I came out downstream, where the land had been excavated into a broad basin that slowed the water and would have given the impression to the owners and their guests that they were viewing a lake and not a dammed and manipulated stream. To my right, the water snaked out of sight around a bend, and when I stepped onto the bank, a raft of ducks rose up from the green water, flapping and squawking. I turned left, walking through a strip of tangled saplings, the ground rutted where the track must have been scoured by tank manoeuvres, although it was already colonised by grasses and ferns. The lake winked at me through the trees.
A few yards on and I had my first uninterrupted view of the bridge at the head of the lake. It was not as I had hoped. There was no temple on top, only more scrubby bushes and tangled plants growing across it from both banks. There were arches, but they weren’t fine. I considered turning around, but I thought I might as well stand on it just to consider it done. A narrow deer path led over the bridge and I followed this, whacking at the brambles and their berries with my stick as they tried to catch at my clothes and skin. On the east side, the stream was sluggish, slowed by debris that had collected against the stones—branches, leaves, and a white scum that swirled about the surface. It was a sad, dank place, but when I turned from it and gazed out over the lake, the water was clear down to the weed, and in the centre the motionless surface caught the sun and the sky and threw them back to me.
/> I continued over the bridge and along the opposite bank, ducking under branches and using my switch, walking to the other end of the lake where it narrowed back into a stream, and I crossed a slick weir above a small man-made cascade. I sat here while the sun rose higher, and attempted to draw the bridge and lake in my sketchbook. I was used to being alone and mostly content with solitude even when in the middle of a London crowd, but here, sitting by myself beside Lyntons’ lake, I was conscious of the couple up at the house and found myself wondering what kind of people they were.

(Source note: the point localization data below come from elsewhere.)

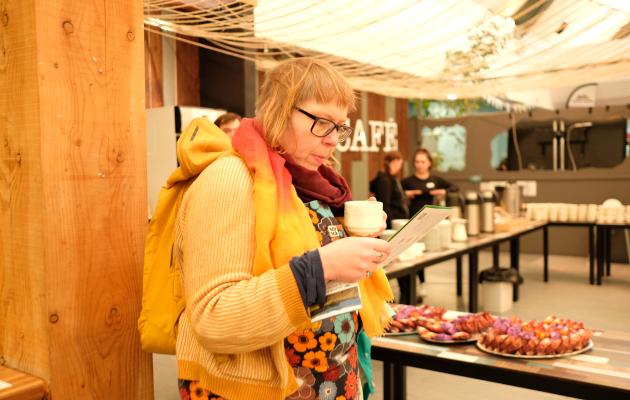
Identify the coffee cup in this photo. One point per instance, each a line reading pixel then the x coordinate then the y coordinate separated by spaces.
pixel 363 217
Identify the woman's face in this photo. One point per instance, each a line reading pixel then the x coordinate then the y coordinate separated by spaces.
pixel 306 149
pixel 395 166
pixel 421 163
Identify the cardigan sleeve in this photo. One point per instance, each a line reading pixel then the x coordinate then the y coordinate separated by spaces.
pixel 229 309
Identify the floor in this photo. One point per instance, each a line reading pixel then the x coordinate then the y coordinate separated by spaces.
pixel 567 294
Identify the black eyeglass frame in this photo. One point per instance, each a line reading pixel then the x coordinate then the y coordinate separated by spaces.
pixel 343 133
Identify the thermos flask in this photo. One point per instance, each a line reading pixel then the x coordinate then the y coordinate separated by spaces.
pixel 487 211
pixel 473 210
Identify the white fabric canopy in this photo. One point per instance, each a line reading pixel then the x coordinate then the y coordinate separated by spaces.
pixel 420 49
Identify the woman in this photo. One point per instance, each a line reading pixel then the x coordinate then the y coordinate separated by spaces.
pixel 250 254
pixel 228 123
pixel 387 188
pixel 422 188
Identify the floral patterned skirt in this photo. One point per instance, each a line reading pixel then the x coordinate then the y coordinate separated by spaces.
pixel 324 360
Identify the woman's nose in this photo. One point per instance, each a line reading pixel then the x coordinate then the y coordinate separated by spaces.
pixel 332 139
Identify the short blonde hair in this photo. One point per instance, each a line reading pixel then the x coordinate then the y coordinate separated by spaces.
pixel 293 82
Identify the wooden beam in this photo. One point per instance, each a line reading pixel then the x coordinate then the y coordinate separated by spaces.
pixel 153 70
pixel 73 205
pixel 188 85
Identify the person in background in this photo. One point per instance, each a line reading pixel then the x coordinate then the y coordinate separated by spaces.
pixel 387 189
pixel 423 188
pixel 257 239
pixel 228 123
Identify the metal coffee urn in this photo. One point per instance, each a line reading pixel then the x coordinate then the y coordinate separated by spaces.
pixel 473 211
pixel 488 199
pixel 456 201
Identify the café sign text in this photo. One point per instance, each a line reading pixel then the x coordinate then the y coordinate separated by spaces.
pixel 382 134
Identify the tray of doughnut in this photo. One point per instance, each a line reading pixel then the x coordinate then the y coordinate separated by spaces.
pixel 552 337
pixel 462 328
pixel 407 318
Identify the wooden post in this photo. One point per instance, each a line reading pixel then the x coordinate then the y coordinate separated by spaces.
pixel 73 212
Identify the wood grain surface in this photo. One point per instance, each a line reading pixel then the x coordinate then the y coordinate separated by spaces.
pixel 22 386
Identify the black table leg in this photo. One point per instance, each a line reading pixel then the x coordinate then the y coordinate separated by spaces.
pixel 394 381
pixel 473 280
pixel 413 295
pixel 608 249
pixel 546 253
pixel 600 254
pixel 514 259
pixel 407 286
pixel 591 256
pixel 458 274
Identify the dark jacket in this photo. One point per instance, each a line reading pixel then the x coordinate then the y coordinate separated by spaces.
pixel 425 185
pixel 388 191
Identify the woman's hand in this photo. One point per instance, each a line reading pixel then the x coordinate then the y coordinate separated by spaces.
pixel 413 193
pixel 352 259
pixel 383 222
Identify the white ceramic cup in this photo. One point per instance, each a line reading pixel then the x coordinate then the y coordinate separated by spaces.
pixel 363 217
pixel 553 212
pixel 582 212
pixel 591 215
pixel 432 239
pixel 573 212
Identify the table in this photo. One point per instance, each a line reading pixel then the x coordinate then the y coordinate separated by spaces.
pixel 408 269
pixel 601 373
pixel 598 246
pixel 591 246
pixel 603 247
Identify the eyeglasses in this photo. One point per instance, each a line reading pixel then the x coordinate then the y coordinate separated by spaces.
pixel 323 127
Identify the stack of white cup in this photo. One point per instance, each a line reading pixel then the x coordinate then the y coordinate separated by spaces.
pixel 565 212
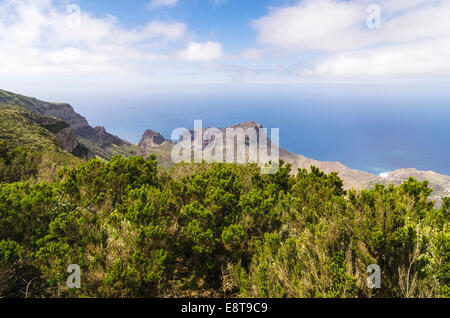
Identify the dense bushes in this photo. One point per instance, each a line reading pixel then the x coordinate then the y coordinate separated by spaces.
pixel 217 230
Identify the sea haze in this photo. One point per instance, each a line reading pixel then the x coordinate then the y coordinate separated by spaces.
pixel 375 128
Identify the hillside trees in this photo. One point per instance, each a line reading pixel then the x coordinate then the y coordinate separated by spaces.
pixel 216 230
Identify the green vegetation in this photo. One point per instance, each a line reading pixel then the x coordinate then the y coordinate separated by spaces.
pixel 221 230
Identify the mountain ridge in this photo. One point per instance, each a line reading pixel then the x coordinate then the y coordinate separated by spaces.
pixel 105 145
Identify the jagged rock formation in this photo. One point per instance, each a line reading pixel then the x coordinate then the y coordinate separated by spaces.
pixel 105 145
pixel 98 141
pixel 151 139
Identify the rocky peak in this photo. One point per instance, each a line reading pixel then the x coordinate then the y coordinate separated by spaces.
pixel 151 139
pixel 100 130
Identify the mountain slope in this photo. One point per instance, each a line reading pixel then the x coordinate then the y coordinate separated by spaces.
pixel 353 179
pixel 97 140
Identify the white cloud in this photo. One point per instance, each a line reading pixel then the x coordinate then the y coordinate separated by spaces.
pixel 202 52
pixel 251 54
pixel 35 38
pixel 427 58
pixel 414 38
pixel 162 3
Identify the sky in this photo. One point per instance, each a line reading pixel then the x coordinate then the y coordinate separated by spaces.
pixel 108 45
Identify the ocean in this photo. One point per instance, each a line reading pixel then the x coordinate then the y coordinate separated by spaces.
pixel 371 127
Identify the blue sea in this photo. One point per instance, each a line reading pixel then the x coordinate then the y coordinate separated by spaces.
pixel 371 127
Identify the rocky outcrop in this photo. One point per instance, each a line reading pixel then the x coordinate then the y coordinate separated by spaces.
pixel 151 139
pixel 97 140
pixel 63 132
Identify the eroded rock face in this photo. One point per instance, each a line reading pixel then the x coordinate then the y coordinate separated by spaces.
pixel 64 134
pixel 151 139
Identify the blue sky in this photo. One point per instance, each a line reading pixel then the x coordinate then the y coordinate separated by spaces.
pixel 116 43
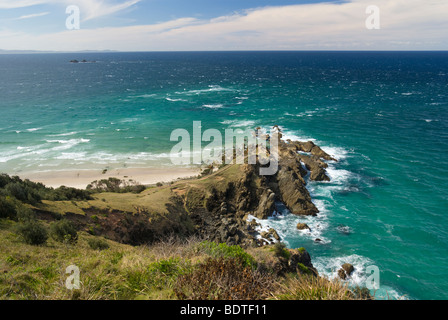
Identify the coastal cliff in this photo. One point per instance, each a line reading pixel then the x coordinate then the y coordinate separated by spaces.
pixel 208 217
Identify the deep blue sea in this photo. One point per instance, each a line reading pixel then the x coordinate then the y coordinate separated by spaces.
pixel 383 115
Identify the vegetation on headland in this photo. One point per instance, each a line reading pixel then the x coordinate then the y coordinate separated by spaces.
pixel 186 240
pixel 35 252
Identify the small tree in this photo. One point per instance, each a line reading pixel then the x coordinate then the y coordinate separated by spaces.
pixel 32 232
pixel 63 231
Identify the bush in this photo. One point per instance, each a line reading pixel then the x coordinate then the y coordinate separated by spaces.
pixel 98 244
pixel 7 208
pixel 115 185
pixel 223 279
pixel 281 251
pixel 25 214
pixel 63 231
pixel 222 250
pixel 32 193
pixel 32 232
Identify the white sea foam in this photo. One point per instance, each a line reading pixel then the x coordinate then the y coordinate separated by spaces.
pixel 213 106
pixel 239 123
pixel 211 88
pixel 329 266
pixel 145 96
pixel 175 100
pixel 63 134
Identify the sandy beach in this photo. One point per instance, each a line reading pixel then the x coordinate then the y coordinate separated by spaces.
pixel 81 178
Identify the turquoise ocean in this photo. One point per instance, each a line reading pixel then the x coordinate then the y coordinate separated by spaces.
pixel 383 115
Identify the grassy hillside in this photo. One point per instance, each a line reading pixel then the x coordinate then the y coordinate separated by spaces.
pixel 167 270
pixel 43 231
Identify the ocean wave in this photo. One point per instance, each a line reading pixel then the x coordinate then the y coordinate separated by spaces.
pixel 175 100
pixel 239 123
pixel 211 88
pixel 213 106
pixel 63 134
pixel 33 129
pixel 329 266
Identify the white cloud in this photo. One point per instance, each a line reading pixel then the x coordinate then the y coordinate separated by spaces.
pixel 34 15
pixel 405 25
pixel 13 4
pixel 90 9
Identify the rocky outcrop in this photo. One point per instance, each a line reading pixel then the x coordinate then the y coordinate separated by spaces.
pixel 346 271
pixel 220 210
pixel 303 226
pixel 300 261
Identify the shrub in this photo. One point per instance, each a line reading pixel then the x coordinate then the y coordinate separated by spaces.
pixel 98 244
pixel 115 185
pixel 225 251
pixel 7 208
pixel 63 231
pixel 309 287
pixel 281 251
pixel 223 279
pixel 24 214
pixel 32 232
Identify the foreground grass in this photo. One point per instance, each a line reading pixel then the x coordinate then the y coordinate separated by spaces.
pixel 167 270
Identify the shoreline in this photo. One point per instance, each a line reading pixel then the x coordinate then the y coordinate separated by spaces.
pixel 81 178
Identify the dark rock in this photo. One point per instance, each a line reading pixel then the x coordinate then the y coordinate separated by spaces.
pixel 303 226
pixel 300 261
pixel 345 271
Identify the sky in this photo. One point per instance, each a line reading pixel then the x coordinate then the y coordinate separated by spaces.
pixel 219 25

Later, I walked the rest of the grounds and looked at the follies and some of the buildings: the obelisk, the mausoleum, the grotto, the kitchen garden, and the model dairy. I poked my head into musty storerooms, the icehouse, and the stables, unseen creatures running from the light and my heavy footsteps. The rest of the morning I sat on the little bed in my room with my papers on my lap and my books spread about me on the floor—there was no table or chair—writing up my notes, redrawing my sketches, and creating a map of the grounds with the follies marked in relation to the house.
I washed my underwear and stockings in the bathroom sink using the block of soap that had been left there, its scent gone and its surface cracked, and draped the clothes over a string hung above the bath. Late in the afternoon I heated half a tin of pilchards in tomato sauce on a stove that had been put in my room, together with a few pieces of cutlery and crockery. I placed one of my suitcases on top of the other, put a spare pillowcase over them, and laid out knife, fork, and plate. Sitting crookedly on the floor in front of the dining table I had created, I ate my dinner.